Tabiata, tabiat varlıklarına ve bunları korumaya yönelik birçok program yapılıyor ancak tam anlamıyla doğada yaşam ve adeta doğayla bütünleşmiş insan denildiğinde akla siz geliyorsunuz. Bu tabiat aşkı kökenini nereden alıyor?

Bunu anlatan, bunu yapan birçok program, kişi var. Aslında tabiata ne kadar zarar verdiğimizi konuşarak değil, tabiatın bize neler verdiğini anlatarak korumak gerektiğini düşünüyorum. Bu bende ne zaman başladı sorusunun cevabı belirsiz bir şey. Ne zaman başladığınızı size net söyleyemem. Fakat insanın zaten, varoluşundan, yaradılışından içinde olan bir şey. Bende hep beslendi bu duygu. Onu besleyen unsurlar da; kırsalda gezmek dolaşmak, tabiatta yaşayan insanların içine girip yaptıklarını gözlemlemek, görmek, yardım etmek, dedemden öğrendiklerim, arkadaşlarımla dışarıda oynarken öğrendiklerim, annemin, babamın çocuklarıyla olan ilişkileri, bunların hepsi içimde bunları oluşturan değerler. Her birisi bu hale getirdi beni diye düşünebilirsiniz.

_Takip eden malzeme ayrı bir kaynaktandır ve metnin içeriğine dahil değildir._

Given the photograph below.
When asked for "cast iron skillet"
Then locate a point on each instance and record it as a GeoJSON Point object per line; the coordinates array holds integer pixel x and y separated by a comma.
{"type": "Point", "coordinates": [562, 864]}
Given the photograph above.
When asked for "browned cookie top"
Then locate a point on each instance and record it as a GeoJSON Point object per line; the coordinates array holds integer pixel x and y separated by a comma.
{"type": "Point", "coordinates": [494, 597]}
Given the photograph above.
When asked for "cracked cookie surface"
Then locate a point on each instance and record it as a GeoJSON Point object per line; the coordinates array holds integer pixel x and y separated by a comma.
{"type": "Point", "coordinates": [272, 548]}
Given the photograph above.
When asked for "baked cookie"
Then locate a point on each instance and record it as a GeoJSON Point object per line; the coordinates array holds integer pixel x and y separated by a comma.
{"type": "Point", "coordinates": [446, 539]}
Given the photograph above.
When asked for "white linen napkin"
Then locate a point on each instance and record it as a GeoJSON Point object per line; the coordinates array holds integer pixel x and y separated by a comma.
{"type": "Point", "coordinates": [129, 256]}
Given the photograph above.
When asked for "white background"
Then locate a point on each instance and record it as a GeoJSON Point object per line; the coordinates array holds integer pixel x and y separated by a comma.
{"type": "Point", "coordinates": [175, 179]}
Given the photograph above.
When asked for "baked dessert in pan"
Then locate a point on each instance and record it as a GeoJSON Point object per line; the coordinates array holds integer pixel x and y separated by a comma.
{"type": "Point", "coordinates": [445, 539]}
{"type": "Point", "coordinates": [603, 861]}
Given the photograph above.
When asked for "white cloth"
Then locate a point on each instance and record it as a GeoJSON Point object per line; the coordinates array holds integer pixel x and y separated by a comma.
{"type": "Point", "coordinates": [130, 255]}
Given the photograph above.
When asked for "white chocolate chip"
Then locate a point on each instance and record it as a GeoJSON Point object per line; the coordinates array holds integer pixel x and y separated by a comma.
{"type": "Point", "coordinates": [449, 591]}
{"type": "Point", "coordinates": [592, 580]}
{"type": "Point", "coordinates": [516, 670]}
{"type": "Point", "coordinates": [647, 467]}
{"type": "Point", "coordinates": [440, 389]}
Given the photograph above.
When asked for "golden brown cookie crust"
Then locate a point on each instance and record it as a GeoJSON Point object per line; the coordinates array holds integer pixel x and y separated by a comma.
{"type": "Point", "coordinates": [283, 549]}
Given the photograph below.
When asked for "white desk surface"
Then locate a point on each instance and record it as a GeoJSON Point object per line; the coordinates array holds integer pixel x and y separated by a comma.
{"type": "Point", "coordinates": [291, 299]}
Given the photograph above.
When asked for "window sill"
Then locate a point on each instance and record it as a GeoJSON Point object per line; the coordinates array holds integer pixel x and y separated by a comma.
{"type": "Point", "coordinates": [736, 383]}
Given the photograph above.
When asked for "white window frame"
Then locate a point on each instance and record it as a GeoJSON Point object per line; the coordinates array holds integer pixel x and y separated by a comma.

Programlarınızda sık sık dedenizden bahsediyorsunuz? Dedenizle kaç yıl geçirdiniz, yaşadıklarınızdan söz eder misiniz?

Dedemle aşağı yukarı 11 yıl geçirdim ama öyle yıl, süre olarak ona bakmamak lazım. Dedemle geçirdiğim bir gün belki şimdi şehirde yaşayan bir çocuğun bir yılına eş değer. Çünkü çok deneyleyerek, hiç unutmayacağınız şeyler yaşayarak öğreniyorsunuz orada ve bunlar çoğunlukla duygu içerikli. Ataerkil toplumuz; baba çalışır, dede torunla temas eder. Çok şanslıyım ki dedelerimle büyümüşüm. Dedem de çok bilge bir insandı. Etraftan da çok sevilip sayılan bir adamdı.  Onun için etkisi çoktur bende.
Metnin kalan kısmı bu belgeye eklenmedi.